God’s Ubiquity Not Affected by the Incarnation

Third, the incarnation affected not his ubiquity, for even though he was in a body, he never ceased being the sustainer of all things.  He maintained the same nature (separate from the creation).  Moreover, his miraculous acts (healing the sick, casting out demons, raising the dead) his death on the cross, and his resurrection from the dead, testified to his dominion over creation and as such, to his deity.  His public death among other things did not show weakness, but rather it demonstrated strength.  It was the means by which he would destroy death, while simultaneously through the resurrection manifest the monument of victory over death.  His public death was also necessary for the doctrine of the resurrection to be believed as a historical event, rather than a mere fable, both by his disciples and those who would later believe.  Christ’s death on the cross, demonstrated his bearing the curse on our stead, for “Cursed is he that hangs on a tree.”  This death and resurrection secures for the believer the joy of life, rather than the torment of death.  For, just as Christ is the first fruits of life, through the resurrection, believers will follow in like manner.  Hence the fear of death to man is overthrown.  Death is swallowed up in victory!

Proofs for the Resurrection

Fourth, the resurrection has many proofs to its veracity.  First of all, the fact that men from all cultures are turning to faith in Christ points to him being alive, not dead.  Second, being the source of life, it was impossible for him not to bring his body back to life.  Third, even if God is invisible, the fact that his works of casting out demons and overcoming idolatry through his people is manifest are proof of the resurrection.  For, demons would scarcely obey in the name of a dead man, but rather in the name of the One risen.

Responding to the Jews Concerning Christ’s Person from the Old and New Testaments

Fifth, Athanasius answers the unbelieving Jews by using the Scriptures to argue for the incarnation with many references.  He starts with the virgin birth (Mt.1: 23, cf; Is. 7:14), and moves on to Moses’ prediction (Num.14: 5-17; Is. 8:4), his living place (Hos. 9:1), his death (Is. 53:3), his birth and death on the cross (Jer.9: 19; Ps.22: 16; Is.9: 10), his miracles (Is.65: 1-2, Rom.10: 20; Is.35: 3) and more scripture.  He then argues from the withdrawal of prophecy and the destruction of Jerusalem (Mt.11: 13; Lk.16: 16), and points to the fact that it was the Lord himself that would save us (Is.63: 9).

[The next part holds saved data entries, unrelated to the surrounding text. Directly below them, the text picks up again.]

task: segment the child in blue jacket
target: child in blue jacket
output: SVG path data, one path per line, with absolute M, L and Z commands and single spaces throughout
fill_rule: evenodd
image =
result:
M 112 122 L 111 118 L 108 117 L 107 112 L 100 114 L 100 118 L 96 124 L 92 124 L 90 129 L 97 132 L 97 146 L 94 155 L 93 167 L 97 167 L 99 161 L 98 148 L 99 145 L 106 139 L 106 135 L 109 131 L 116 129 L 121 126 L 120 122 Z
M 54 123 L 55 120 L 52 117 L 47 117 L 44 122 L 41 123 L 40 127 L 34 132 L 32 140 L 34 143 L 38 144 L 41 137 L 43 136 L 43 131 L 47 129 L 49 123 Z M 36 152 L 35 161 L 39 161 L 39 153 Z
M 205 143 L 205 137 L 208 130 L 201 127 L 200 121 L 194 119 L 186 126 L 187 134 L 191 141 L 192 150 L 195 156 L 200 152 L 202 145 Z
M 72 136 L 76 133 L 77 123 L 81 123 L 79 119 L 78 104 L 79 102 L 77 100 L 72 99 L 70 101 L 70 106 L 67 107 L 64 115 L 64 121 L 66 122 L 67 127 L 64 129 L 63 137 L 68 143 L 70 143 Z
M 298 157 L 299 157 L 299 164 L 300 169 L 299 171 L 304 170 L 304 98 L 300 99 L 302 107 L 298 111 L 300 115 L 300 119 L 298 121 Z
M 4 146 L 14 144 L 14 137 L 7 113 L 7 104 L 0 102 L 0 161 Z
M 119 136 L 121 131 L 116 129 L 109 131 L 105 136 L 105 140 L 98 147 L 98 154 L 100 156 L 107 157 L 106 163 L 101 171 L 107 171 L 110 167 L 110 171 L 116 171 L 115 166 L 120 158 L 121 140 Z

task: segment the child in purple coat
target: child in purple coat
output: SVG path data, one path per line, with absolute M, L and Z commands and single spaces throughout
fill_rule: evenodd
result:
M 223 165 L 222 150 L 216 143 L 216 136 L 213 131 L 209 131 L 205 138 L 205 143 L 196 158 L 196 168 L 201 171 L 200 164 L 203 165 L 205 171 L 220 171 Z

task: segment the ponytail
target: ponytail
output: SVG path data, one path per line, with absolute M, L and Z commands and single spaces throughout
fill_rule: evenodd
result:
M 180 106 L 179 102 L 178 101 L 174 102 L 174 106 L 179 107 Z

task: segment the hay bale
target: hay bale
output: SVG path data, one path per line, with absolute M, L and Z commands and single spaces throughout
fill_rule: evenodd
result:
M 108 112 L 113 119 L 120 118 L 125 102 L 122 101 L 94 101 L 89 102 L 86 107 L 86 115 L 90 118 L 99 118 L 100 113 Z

Unbelief of the Greeks Addressed

Sixth, Athanasius addresses the unbelief of the Greeks concerning the absurdity of the incarnation and he points out that it is no problem for Christ to manifest in a body if in fact the Logos Manifests Himself in creation.  Moreover, his manifestation in a body is grounded on his relation to Creation as a whole.  Hence, because he wanted to reveal himself to man, he became man.  Another line of argument concerns the reason for the incarnation.  Since man is the only creature that sinned, he would not see or recognize the Creator through his works, so through the incarnation he manifested his works among them.  He continues with many other proofs to counter their scoffing, but ends his letter with an exhortation for those who love knowledge to find it where it only resides: in Christ, where it’s attained through virtuous living that’s grounded in loving the Logos who is blessed forever more.

[1] Athanasius, “On The Incarnation of The Word,” The Nicene and Post-Nicene Fathers, Second Series,

Volume IV, p.36 (T & T Clark Edinburgh, Wm. B. Eerdmans Publishing Company, Reprinted in 1996).